Decades of research has been conducted to understand the processes that under gird women's empowerment and one of its core components–women's agency. However, few inroads have been made into the study of how these processes work in Arab Middle Eastern societies. In fact, research on women's agency in the Arab Middle East has generally relied on measurement instruments that have been adapted without rigorous testing. This study is the first in Qatar to explore how women in Qatar understand women's agency scale items.


The aim of this study is to explore women's interpretations of selected scale items about decision-making, freedom of movement, and gender attitudes.


Cognitive interviews were conducted with 24 Qatari women ages 18–21. These women previously responded to agency scales as part of a bigger two wave survey study on influences of kin on women's participation in the labor market. The semi-structured cognitive interviews explore one decision-making item, one freedom-of-movement item, and five gender attitude items. Grounded theory analysis techniques were used. Women's responses were coded and analyzed for themes and patterns.


For the decision-making item, the majority of women originally reported that they made their own decisions; yet probing revealed family input as an important part of the decision-making process. We conclude that the response options for this item were not uniformly interpreted by participants, and this variation in interpretation results in the group of women who reported making the decision on their own to be more heterogeneous than the researchers intended. Women's multiple interpretations of the decision-making scale suggest that the item was too vague for the context in which it was measured. On the other hand, women seemed to understand the item measuring freedom of movement as the researchers intended, as almost all participants easily indicated that they needed input from others on the freedom-of-movement item. We conclude that the uniformity in responses is due to the specificity of the item which led to women interpreting the item as intended.

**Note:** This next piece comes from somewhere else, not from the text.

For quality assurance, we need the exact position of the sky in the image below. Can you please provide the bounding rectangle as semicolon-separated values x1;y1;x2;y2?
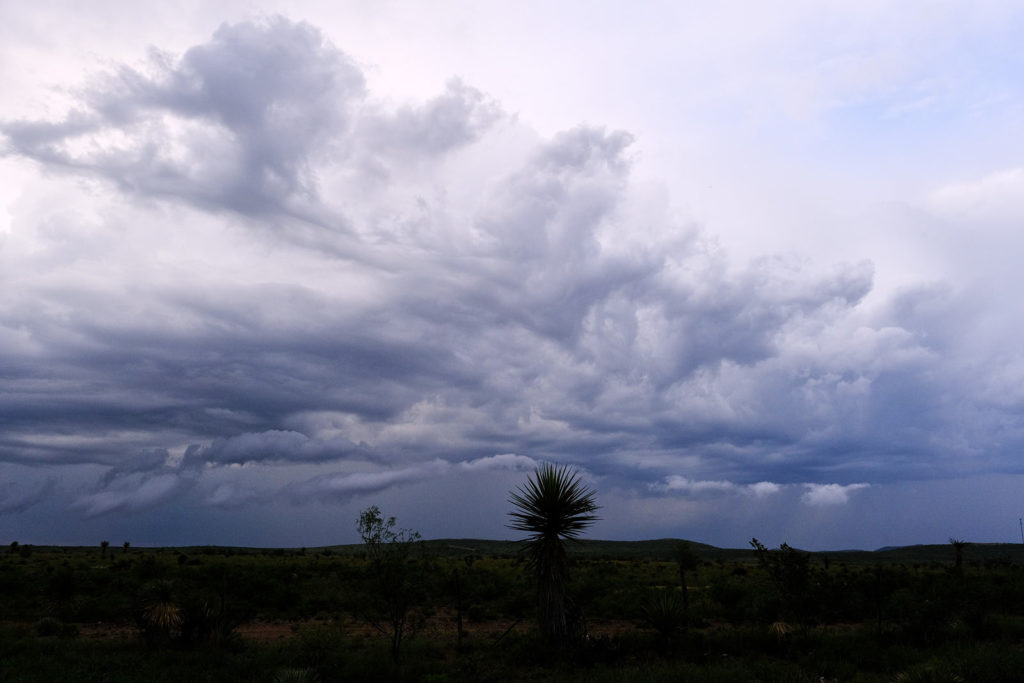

Women's responses to gender attitude items were reflective of broader Qatari societal norms rather than their own individual opinions. In their survey responses, women participants reflected less gender-equitable attitudes on some items and higher gender-equitable attitudes on other items. When probed during the cognitive interviews, inconsistencies appeared between their initial responses and their subsequent discussion of gender roles in Qatari society. It appears that these young women are caught between their own beliefs about gender equality and larger Qatari societal norms. These conflicts resulted in inconsistent responses across the gender attitude scale.


Agency measures commonly used in the Arab Middle East are not necessarily appropriate for such a context, especially when used with Qatari young women. Generally, the scale items tested revealed that the items were interpreted in different ways by different women. This highlights the need for deeper exploration into women's understanding of agency scale items before their use in new social contexts. Accordingly, we recommend that scale items be systematically tested whenever a researcher wants to field it in a new cultural context to determine if it is being interpreted consistently across women, and in line with the researchers intent. It is also important to identify scale items which may elicit responses that are representative of societal norms rather than personal beliefs. We recommend that such items are modified to encourage women to express their own opinions.